In parallel with the mRNA expression mentioned above, the inhibition of osteogenic differentiation was characterized by a reduction in mineral accumulation after 6 days, 10 days and 14 days of differentiation. The effects of H₂O₂ on the mineralization were visualized using Alizarin red staining (Figure 6A). The optical density (O.D.) value result showed that 400 nM of H₂O₂ significantly reduced the O.D. value by 30% compared to the control after 6 days of H₂O₂ exposure (p < 0.05; Figure 6B). There were no statistically significant changes after 10 and 14 days of differentiation, but smaller mineralized crystals were observed with a higher dose of H₂O₂ treatment, and 400 nM H₂O₂ led a decrease in mineralization by 20% and 40%. The extracellular calcium (black crystals) content was quantified by von Kossa staining (Figure 7). After 6 days of differentiation, there were smaller and fewer extensive crystals and less mineralized matrix with higher doses of H₂O₂ treatment. The colorimetric analysis showed a significant decrease in O.D. with 400 nM H₂O₂ treatment (p < 0.05; Figure 7B). After 10 days of H₂O₂ treatment, a lower number of mineralized nodules and smaller size of crystals were observed with higher concentrations of H₂O₂ treatment; the O.D. showed that 200 and 400 nM H₂O₂ led to a significant decrease in mineralization, with the least mineral deposition observed in the 400 nM H₂O₂ group (p < 0.05; Figure 7B). After 14 days of differentiation, 400 nM H₂O₂ significantly suppressed mineralization compared to the other groups (p < 0.05; Figure 7B). In conclusion, the different doses of H₂O₂ treatment resulted in varying effects on osteogenic gene expression at different time points, while mineralization was significantly reduced by H₂O₂ treatment, with the greatest reduction observed in the high treatment concentration groups after 10 and 14 days of differentiation.

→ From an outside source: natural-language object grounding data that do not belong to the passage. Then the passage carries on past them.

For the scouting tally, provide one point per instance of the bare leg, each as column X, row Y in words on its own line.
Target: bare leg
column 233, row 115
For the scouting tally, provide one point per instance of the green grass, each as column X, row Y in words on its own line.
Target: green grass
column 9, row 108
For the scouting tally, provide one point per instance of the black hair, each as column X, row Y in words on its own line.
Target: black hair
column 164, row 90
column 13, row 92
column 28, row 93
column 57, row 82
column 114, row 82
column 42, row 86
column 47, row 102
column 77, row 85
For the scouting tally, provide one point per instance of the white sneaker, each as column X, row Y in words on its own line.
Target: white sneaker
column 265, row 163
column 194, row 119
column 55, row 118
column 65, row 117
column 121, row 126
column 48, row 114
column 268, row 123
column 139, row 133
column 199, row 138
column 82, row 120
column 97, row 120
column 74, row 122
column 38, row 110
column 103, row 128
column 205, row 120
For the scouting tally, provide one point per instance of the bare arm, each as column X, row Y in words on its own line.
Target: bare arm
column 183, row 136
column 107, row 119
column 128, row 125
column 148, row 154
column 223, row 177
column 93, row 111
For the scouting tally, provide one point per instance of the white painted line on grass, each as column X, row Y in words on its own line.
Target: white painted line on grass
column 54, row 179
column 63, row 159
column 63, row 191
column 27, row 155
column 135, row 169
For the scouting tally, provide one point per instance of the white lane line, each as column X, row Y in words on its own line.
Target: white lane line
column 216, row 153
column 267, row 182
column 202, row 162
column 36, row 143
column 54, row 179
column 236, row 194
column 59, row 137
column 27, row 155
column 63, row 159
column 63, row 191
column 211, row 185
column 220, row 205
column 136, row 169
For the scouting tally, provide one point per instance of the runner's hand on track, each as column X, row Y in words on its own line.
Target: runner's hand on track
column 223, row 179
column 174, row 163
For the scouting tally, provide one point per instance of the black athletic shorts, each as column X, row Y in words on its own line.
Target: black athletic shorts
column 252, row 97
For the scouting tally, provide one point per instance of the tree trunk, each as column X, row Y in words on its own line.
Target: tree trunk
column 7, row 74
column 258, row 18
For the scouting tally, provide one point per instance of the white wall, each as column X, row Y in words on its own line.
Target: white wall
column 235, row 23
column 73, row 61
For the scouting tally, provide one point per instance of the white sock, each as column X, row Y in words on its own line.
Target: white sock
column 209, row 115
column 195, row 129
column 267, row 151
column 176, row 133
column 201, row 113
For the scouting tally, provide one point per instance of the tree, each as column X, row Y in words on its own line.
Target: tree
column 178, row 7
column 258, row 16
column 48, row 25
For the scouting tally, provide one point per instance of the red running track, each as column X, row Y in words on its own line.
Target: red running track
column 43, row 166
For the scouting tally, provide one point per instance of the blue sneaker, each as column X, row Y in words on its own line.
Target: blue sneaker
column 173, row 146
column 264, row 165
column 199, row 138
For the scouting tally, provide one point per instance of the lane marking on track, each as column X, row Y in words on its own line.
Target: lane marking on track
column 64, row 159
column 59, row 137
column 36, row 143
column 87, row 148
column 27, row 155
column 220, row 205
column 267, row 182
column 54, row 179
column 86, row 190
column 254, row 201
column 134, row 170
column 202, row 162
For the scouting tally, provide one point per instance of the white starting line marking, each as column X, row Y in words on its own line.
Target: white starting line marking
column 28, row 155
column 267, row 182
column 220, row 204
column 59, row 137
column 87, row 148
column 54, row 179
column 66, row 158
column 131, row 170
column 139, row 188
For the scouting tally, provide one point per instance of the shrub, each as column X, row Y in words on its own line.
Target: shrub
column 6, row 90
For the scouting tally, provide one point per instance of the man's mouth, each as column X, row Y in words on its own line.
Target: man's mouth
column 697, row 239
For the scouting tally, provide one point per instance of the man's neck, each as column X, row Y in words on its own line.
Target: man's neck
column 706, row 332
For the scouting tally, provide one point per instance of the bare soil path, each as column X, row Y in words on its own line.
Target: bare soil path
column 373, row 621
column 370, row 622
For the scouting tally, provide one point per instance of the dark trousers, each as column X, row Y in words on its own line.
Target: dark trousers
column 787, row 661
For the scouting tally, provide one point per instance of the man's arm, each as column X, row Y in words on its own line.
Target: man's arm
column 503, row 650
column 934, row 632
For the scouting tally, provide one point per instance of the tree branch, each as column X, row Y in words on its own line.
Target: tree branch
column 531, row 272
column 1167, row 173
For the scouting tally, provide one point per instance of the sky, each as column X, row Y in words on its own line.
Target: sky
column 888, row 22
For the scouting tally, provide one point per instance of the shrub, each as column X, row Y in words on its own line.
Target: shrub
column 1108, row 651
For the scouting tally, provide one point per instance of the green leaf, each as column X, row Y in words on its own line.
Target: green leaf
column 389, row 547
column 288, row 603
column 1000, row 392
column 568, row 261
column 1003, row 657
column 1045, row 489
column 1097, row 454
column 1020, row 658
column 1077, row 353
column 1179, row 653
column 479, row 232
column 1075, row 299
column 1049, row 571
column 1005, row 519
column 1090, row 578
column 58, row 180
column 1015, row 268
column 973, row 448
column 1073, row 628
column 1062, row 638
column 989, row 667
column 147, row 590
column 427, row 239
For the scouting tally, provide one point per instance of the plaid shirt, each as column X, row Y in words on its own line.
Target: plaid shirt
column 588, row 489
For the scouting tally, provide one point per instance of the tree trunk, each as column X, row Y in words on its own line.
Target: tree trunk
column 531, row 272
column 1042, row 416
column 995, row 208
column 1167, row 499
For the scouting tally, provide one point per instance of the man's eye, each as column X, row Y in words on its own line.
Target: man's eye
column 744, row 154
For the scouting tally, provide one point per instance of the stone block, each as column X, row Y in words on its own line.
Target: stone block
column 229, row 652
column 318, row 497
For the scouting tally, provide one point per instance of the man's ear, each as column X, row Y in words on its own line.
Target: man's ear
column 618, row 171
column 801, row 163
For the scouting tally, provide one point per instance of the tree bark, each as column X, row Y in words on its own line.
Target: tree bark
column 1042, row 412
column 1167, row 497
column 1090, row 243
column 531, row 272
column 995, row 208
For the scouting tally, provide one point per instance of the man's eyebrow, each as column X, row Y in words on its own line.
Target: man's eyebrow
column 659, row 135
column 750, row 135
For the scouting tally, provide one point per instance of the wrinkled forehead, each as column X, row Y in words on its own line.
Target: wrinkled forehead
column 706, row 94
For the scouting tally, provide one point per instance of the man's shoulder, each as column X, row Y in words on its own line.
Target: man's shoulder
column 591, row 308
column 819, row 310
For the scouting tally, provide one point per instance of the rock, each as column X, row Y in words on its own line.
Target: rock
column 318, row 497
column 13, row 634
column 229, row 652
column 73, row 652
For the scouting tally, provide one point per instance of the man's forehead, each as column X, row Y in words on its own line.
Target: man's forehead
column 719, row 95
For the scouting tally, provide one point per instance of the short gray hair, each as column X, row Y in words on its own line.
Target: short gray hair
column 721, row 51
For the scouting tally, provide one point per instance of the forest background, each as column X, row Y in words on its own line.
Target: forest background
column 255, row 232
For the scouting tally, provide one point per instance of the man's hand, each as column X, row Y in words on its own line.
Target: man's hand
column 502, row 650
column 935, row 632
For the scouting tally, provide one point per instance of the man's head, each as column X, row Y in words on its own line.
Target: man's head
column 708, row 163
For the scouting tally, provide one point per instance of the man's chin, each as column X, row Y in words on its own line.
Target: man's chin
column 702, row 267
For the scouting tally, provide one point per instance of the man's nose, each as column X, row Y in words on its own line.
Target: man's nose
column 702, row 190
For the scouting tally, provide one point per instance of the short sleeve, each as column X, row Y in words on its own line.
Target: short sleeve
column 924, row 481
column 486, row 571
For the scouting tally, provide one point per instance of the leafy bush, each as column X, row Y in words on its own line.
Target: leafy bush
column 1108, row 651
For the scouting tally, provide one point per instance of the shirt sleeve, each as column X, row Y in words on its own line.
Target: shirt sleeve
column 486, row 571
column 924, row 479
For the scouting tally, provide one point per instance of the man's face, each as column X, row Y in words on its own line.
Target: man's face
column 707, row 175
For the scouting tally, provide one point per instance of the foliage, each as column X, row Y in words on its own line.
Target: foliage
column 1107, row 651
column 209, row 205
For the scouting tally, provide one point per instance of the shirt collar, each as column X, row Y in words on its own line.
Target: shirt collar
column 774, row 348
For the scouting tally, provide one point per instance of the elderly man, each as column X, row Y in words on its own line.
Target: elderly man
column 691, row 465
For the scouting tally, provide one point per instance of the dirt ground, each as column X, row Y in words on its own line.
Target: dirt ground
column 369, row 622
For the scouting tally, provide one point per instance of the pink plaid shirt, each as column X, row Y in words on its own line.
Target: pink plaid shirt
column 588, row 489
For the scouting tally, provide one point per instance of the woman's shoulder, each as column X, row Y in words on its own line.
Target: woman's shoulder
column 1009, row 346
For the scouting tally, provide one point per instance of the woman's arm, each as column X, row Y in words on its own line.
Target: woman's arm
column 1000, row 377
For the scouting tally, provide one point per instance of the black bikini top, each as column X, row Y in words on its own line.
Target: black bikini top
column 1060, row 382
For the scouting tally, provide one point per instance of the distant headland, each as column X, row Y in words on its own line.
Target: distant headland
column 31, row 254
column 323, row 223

Meanwhile, under the condition of osteogenic induction differentiation, the expression of adipogenic-related genes was altered with H₂O₂ treatment. Decreases in PPARG expression with 200 nM and 400 nM H₂O₂ treatment doses were observed at 6 h (p < 0.05; Supplementary Figure). Afterward, H₂O₂ reduced the expression of PPARG (p = 0.053; Supplementary Figure), CEBPA (p < 0.05) and FABP4 (p < 0.05) after 24 h of osteogenic differentiation. In contrast, with prolonged treatment periods, 400 nM H₂O₂ significantly elevated the expression of PPARG (p < 0.05) and FABP4 (p < 0.05) after 96 h of treatment. A similar expression pattern was observed after 5 days of H₂O₂ treatment under osteogenic differentiation condition, where 400 nM H₂O₂ significantly increased the expression of PPARG (p < 0.05), CEBPA (p < 0.05) compared to the control; the expression level of FABP4 was significantly elevated by 200nM and 400 nM H₂O₂ treatment (p < 0.05) compared to the control. After 6 days of H₂O₂ treatment, 200 and 400 nM H₂O₂ treatments increased the expression of PPARG (p < 0.05; Supplementary Figure) compared to the control; 400 nM H₂O₂ treatment drastically increased the expression of FABP4 (p < 0.05; Supplementary Figure) compared to other groups. However, 100 nM H₂O₂ reduced expression of CEBPA (p < 0.05; Supplementary Figure) compared to the control. Adipogenic expression was not significantly changed by H₂O₂ treatment on day 10 and day 14.